The data supports the idea that as the world is recovering from the recession, gas emissions rates have started to rise again towards an uprising level. In 2009, global carbon dioxide emissions dropped about 1.3 percent as a result of the recession, less than half of the optimistic ratio it was predicted with by environmentalists.

It’s a very curious matter to study the carbon emission trend which is steadily going downwards in industrialized countries as a result of the recession and increased gas prices, but skyrocketing in developing countries which more or less cancel the efforts made. For example, United Kingdom emissions were 8.6 percent lower in 2009 than in 2008, with similar decreases in the United States (6.9 percent), Japan (11.8 percent), Germany (7 percent), Russia (8.4 percent) and most other industrialized nations. But China showed an 8-percent increase in carbon dioxide emissions, while India’s emissions increased 6.2 percent in 2009, and South Korea’s went up 1.4 percent.
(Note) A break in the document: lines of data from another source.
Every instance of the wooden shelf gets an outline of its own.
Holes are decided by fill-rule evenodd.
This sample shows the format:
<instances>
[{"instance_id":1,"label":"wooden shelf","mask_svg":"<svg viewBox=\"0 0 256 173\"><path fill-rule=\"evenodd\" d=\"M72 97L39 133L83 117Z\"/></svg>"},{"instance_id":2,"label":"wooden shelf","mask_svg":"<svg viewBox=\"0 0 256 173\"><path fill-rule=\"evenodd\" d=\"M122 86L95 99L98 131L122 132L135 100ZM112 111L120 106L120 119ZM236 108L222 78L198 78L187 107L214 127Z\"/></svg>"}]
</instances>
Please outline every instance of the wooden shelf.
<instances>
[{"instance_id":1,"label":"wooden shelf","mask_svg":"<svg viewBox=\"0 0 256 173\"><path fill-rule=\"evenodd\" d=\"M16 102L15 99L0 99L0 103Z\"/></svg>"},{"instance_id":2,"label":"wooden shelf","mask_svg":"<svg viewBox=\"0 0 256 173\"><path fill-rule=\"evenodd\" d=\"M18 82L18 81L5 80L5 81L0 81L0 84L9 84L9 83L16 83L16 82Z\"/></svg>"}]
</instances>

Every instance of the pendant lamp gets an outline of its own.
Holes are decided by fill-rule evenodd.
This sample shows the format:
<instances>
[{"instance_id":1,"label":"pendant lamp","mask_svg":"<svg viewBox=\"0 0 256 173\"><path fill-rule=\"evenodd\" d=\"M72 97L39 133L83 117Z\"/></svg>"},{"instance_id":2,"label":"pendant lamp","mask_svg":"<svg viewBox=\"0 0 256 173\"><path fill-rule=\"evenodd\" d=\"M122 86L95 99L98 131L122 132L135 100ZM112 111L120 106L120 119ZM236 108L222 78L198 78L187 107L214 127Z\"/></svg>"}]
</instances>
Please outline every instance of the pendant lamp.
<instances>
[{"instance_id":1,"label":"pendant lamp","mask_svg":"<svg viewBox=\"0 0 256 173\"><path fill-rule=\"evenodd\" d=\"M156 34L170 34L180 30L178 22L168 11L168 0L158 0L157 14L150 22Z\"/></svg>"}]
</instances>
The lead author of the paper, Pierre Friedlingstein, wrote that,

“The 2009 drop in CO2 emissions is less than half that anticipated a year ago. This is because the drop in world Gross Domestic Product (GDP) was less than anticipated and the carbon intensity of world GDP, which is the amount of CO2 released per unit of GDP, improved by only 0.7 percent in 2009 — well below its long-term average of 1.7 percent per year.”

As such, if the current economic state will continue on its upward trend, a dramatic increase in fossil fuel use with respect to the previous few years will occur by more than three percent in 2010. That approaches the growth rates seen in the earlier part of the decade, and mirrors the recoveries from dips seen between 1997 and 1999 and between 1991 and 1992.